新居の中に浜名村の名前が見えます。しかし、後の時代の人口統計から類推するに、どうもソコとは違うような気がします。

明治19年の「市街名邑…」による人口1733の浜名村(現在の新居町浜名)は、歌枕として名高い「浜名の橋」(862年架橋)があった場所です。11世紀の清少納言も、「橋コレクション」に集録しています。“橋は…浜名の橋…”(枕草子62段)。

明応地震以前の浜名湖図文献pdf によると、当時は淡水湖(遠つ淡海)だった浜名湖の南端(鷲津の東くらいの位置)から流出する浜名川は、南流した後で西に向きを変えて浜名村を経て遠州灘に注いでいました。
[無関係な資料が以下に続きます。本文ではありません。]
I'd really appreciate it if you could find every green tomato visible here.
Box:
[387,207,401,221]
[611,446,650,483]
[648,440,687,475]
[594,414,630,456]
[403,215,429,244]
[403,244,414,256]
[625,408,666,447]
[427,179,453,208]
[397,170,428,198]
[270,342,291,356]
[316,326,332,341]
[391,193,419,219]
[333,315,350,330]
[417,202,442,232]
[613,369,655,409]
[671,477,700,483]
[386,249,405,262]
中世の東海道が浜名川を越えた「浜名橋」付近には、「橋本宿」がありました。
明応7年(1498)の東海地震でその1里ほど東で海岸が切れ、流入した海水により図のアミカケ部分が水没。拡大した浜名湖のために陸路の通行が不可能になりました。切れてから500年以上たっても「今切」[26278]という名はさておき、舞阪との間は渡船になり、東海道の宿場だった浜名村(橋本宿)は、新居宿にその地位を譲りました。

今切湊や新居関所が設けられて近世東海道の交通の要地となった新居宿は、元禄の暴風雨と宝永の地震に相次いで被災し、その都度位置を変えた結果、現在地になりました。
その今切湊も、宝永4年(1707)の大地震や津波の影響で大型船の利用が困難になってゆき、安政地震を経て明治を迎えました。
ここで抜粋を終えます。